Putting together the movement of Zayas, and the fact that some at least of the allied army was now on the Vejer road, the Marshal came to the correct conclusion that the army in the field was intending to get into communication with Cadiz and its garrison. Accordingly he made a new plan to suit this hypothesis: of his three divisions one, that of Villatte, was to block the neck of the peninsula along which the track from Vejer and Conil leads to the Santi Petri creek and the Isle of Leon. The other two, concentrated at Chiclana, were to wait till the allied force had found itself blocked in front by Villatte, and then to fall upon its flank, in the space of three miles that lies between the hill of Barrosa and the position where Villatte had been posted.

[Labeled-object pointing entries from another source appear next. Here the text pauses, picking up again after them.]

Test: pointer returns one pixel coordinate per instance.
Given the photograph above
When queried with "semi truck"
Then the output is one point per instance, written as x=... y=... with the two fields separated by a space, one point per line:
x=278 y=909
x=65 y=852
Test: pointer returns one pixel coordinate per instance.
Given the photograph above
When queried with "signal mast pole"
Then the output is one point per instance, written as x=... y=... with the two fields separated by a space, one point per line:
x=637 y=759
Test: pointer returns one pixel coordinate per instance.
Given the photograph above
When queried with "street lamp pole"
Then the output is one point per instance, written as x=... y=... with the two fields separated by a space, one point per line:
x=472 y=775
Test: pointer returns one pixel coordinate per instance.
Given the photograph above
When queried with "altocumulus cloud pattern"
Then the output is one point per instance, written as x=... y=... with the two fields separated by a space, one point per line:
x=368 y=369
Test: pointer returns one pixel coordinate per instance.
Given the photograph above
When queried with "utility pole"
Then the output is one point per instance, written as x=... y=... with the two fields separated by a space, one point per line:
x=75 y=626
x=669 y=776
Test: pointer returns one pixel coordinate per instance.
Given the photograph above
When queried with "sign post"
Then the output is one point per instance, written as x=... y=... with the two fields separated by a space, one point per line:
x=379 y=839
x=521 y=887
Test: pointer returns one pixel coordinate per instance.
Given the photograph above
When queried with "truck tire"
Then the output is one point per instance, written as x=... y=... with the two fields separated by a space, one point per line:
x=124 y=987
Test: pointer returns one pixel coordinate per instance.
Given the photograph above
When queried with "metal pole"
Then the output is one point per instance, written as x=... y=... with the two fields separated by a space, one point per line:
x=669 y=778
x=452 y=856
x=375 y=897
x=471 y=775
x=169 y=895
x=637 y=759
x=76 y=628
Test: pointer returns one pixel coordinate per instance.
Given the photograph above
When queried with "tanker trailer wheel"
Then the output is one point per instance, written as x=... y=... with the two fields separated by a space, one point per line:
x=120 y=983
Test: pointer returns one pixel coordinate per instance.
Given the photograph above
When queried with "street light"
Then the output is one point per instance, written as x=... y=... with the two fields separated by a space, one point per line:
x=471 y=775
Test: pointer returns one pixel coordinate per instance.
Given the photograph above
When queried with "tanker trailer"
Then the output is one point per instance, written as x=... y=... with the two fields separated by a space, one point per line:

This plan would place the intercepting division in obvious danger, since, while attacked in front by the head of the allied army, it might find Zayas attempting once more to lay his bridge, and to take it in the rear. Such a movement by the garrison could not be stopped, because the end of the peninsula, by the bridge-place, was under the guns of several heavy batteries. But Victor directed Villatte not to fight to the last, but to be contented with holding the Allies in check long enough to enable the main body to fall on their flank. The sound of his guns would be the signal for the two striking divisions to move out from the wood of Chiclana, and dash at the long column whose head would be engaged with Villatte, while its tail would still be coming along the coast many miles to the rear. For 14,000 men had only the single line of communication along which to move.